Alunan Lalove (seruling) tiba-tiba melengking di tengah kilatan lighting, menandai alunan Tindua, dendang berikutnya yang dibawakan dengan bersyair. Dalam tradisi di Lembah Sigi, Tindua ini ditembangkan untuk mengenang sanak saudara yang jauh dirantau, lalu dipertemukan dalam hajatan tertentu. Aci’s Project sukses membawa pesona baru dalam nyanyian rakyat ini. Unsur lalove yang terdengar dominan, menguatkan nuansa tradisi Kaili di Lembah Sigi begitu mengakar kuat dalam syair-syair dengan pesan yang sarat makna. Band ini juga mendendangkan Ina Ina Riumba Colo. Karakter lagu yang jenaka ini, tidak terikat oleh situasi dan ruang tertentu. Liriknya tercipta spontan sebagai respons terhadap situasi yang sedang terjadi kala itu.
Dikemas dalam nuansa musik reggae, sontak audiens mengikuti irama lagu yang membuat lupa, mereka tidak sedang menari dengan lagu, No Woman No Cry-nya, Bob Marley atau Pakanoto Rara-nya Pallo (Rival Himran). Syair ini menceritakan tentang kerinduan terhadap seorang yang disayangi namun sudah tidak pernah terlihat lagi. Kala itu, senandung ini biasa dimainkan saat masyarakat berkumpul untuk hajatan tertentu. Band Kodara mengemas lagu yang pada zamannya dibawakan sambil berpegangan tangan dengan irama hip rock. Show penutup membuat konser yang didukung penuh oleh Balai Pelestarian Kebudayaan Sulteng dan Pemkab Sigi, terasa makin bertenaga.
PAPPRI Sulteng menghadirkan Hapri Poigi pengajar antropologi musik di Universitas Tadulako dan Smiet pegiat musik tradisi. Keduanya, memberi catatan pada setiap lagu yang hendak dibawakan. Menurut Poigi, upaya mengangkat kembali tembang rakyat dengan pendekatan musik modern adalah upaya yang baik. Namun ia mengingatkan, tetap memerhatikan nilai tradisinya sehingga tidak tercerabut jauh dari konteks dan ruang saat lagu tersebut dicipta.

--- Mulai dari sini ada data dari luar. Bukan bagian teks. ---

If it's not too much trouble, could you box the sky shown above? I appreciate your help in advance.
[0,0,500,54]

Poigi megatakan, nyanyian rakyat adalah dari tradisi lisan. Karena itu dbutuhkan sentuhan kreatif. Kompilasi Nyanyian Rakyat Sigi, dari lima group band, mereka melakukan pendekatan secara tematik. Ada permainan tradisional, pepatah- petuah, falsafah hidup, kelonan hingga syair dan pantun yang dinyanyikan dengan teks Bahasa Kaili, alias notutura.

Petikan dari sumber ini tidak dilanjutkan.